FEATURES Caleb Giles Returns Home on “Meditations” By Danny Schwartz · November 03, 2020

Bronx rapper, producer, and multi-instrumentalist Caleb Giles makes music that’s weighted with the kind of starkness that New York living can bring. Isolation, distrust, defiance, deep reflection—Giles explores all of these moods and feelings, cloaking his carefully measured writing and first-person candor in heavy metaphor and allusion. A line on his new album, Meditations, perfectly summarizes his style: “I speak in code because they overstay/ My momma told me, ‘Baby, make it plain.’”

On Meditations, Giles frames New York City in elemental terms—as a land of indirect sunlight; of stone, brick, and dirt; of undernourished plants and people. “We was raised bottom of the slum where the ceiling shrank, hundred nights rain making mud where I kneel to pray,” he raps on “Passage.” Over the phone, Giles, 22, describes the album as “focused reflection on this past year.”

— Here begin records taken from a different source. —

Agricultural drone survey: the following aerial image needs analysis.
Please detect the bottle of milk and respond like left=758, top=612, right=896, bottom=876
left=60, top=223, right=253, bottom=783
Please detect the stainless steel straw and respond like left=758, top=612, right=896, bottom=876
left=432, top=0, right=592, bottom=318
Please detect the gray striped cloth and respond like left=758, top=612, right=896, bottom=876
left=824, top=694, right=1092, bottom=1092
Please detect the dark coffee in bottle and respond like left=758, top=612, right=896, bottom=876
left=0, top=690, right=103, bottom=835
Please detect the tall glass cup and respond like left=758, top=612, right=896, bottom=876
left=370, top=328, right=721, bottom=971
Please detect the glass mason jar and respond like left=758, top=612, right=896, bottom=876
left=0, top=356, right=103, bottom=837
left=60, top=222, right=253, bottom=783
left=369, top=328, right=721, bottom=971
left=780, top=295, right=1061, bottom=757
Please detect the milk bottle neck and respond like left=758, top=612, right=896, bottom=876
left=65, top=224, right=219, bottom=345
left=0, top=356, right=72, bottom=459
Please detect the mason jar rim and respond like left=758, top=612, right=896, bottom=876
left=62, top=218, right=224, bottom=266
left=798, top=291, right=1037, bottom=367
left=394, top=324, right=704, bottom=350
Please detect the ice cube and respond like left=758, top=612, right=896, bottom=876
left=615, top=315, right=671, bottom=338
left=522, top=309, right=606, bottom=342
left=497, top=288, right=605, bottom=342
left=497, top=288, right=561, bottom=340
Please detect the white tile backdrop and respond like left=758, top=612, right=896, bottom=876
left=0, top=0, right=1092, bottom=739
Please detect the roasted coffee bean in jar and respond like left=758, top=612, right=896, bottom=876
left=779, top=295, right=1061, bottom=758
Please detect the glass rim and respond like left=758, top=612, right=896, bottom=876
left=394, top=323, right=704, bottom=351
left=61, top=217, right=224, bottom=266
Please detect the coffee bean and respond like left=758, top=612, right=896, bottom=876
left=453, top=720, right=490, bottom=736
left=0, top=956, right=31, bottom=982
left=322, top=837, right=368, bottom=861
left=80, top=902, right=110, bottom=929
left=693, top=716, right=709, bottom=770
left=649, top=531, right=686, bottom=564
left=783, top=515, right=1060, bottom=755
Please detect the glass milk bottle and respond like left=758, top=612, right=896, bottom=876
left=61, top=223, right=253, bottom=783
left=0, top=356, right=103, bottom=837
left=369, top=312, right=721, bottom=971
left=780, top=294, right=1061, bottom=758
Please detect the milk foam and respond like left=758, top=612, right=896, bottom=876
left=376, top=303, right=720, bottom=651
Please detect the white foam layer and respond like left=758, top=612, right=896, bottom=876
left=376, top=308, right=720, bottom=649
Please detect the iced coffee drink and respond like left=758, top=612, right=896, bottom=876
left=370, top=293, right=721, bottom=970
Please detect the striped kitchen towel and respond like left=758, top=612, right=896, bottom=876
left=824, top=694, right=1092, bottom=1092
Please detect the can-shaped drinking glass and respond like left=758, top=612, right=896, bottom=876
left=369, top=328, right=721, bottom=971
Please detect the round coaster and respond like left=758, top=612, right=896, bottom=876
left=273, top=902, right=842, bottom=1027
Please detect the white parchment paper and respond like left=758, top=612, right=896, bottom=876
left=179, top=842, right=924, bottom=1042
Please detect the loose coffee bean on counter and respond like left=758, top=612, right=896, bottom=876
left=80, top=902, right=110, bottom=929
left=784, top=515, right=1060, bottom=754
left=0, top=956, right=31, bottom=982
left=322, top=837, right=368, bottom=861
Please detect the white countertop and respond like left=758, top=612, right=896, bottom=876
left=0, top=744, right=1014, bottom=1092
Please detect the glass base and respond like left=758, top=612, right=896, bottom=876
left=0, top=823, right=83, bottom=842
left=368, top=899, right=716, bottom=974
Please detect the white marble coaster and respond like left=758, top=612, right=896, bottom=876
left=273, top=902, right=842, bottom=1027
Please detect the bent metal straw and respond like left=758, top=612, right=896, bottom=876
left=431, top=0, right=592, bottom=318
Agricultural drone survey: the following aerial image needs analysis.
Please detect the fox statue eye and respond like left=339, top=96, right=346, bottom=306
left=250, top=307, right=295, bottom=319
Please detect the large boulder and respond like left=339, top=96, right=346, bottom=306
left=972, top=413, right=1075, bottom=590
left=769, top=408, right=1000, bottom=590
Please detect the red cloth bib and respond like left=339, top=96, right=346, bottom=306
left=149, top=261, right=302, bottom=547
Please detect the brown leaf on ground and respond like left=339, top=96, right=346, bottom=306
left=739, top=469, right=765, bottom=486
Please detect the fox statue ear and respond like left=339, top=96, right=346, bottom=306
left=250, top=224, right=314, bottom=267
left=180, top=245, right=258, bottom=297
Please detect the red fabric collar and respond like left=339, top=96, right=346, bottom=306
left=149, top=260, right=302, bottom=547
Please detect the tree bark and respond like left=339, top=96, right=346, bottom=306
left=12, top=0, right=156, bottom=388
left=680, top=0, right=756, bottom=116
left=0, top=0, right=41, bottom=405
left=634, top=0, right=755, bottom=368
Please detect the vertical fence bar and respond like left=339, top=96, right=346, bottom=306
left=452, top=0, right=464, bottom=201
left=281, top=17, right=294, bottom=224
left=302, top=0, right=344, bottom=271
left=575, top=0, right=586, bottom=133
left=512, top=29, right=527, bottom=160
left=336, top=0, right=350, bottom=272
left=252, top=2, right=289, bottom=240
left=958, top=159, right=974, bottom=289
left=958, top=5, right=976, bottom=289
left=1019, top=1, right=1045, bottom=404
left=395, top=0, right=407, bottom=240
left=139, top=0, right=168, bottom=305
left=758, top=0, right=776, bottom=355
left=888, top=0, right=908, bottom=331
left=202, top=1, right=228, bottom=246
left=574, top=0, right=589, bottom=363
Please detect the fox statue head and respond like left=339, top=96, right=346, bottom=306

“I moved back in with my mom,” he says, “so I was adjusting to the neighborhood that I used to live in. A lot of things have changed. I’ve changed. I look different. It was just a lot of anxiety and paranoia going on.”

Meditations chronicles his return to Kingsbridge, the Bronx neighborhood that borders the northern tip of Manhattan. Giles first moved there in 2014, after a few years of bouncing around upper Manhattan and Brooklyn. (Before his family moved to NYC: Kalamazoo, Detroit, Knoxville, and Cincinnati.) In the same way he uses elemental and naturalistic language to describe his world and personal struggles, he often employs Biblical references—serpents, hawks, wolves—to characterize the adversarial relationships and danger he’s felt since moving back to Kingsbridge. “Been through all the hurt, all the weight, all the struggle,” he raps on “Soil,” “your brother look away when he say he love you.”

Giles’ battle to protect his spirit is at the heart of Meditations. The way he withholds specifics and blurs faces without mincing words, both throughout the album and while discussing it, underscores his guarded mentality. “The neighborhood that I live in, it’s active out here,” he said. “I was having to move different because people want to cause me bodily harm. It felt like a matter of my life. There was a lot of things that transpired that had me on alert all the time. And that’s tiresome. No one should have to live like that. But I kind of had to move because of how other parties perceive me.”

Giles picked up the saxophone soon after his family moved to New York when he was 10. As a teenager, he played a paid weekly gig at a house church in Canarsie, Brooklyn, and later spent a few years as a member of the NYC jazz collective Standing on the Corner. (He recently split amicably with the group.) He says he’s now more proficient at the piano, an instrument that’s easier to just sit down and play. He began making Meditations “with intention” around last Thanksgiving, when he was staying with his dad, a touring bass trombonist; he sat down at his dad’s piano for a couple hours, recorded a handful of melodies, and jotted down some lyrics. “That’s where it started,” he said. “And then I brought it back to the sounds of the city.”

He recorded the bulk of Meditations in his mom’s apartment. Of the several beats he produced on the album, his favorites are “Soil” and “No Difference,” which utilize the samples he recorded on his dad’s piano—meandering melodies that he dramatically slowed and detuned, to destabilizing effect.

Meditations balances self-assurance with self-awareness. For Giles, it is not only about standing tall as a young man, but also about taking a step forward as an artist. He says that his conviction about pursuing a career as a working musician was ironclad: “Even the title ‘Meditations,’ I think it’s really apt. It came to me months ago in a dream. That was a sign to me that I’m walking the right way. I think there’s no doubts that this is my lane to drive.”

On “Stone Flower,” Giles dispenses a few tokens of wisdom: “These n****s gon’ hate you/ Learn when it ain’t love/ Earn what you pay for/ Burn what you can’t trust/ Merge when your lane stuck/ Hold fast, work get it, change up.” It sounds like a reminder—a promise to himself.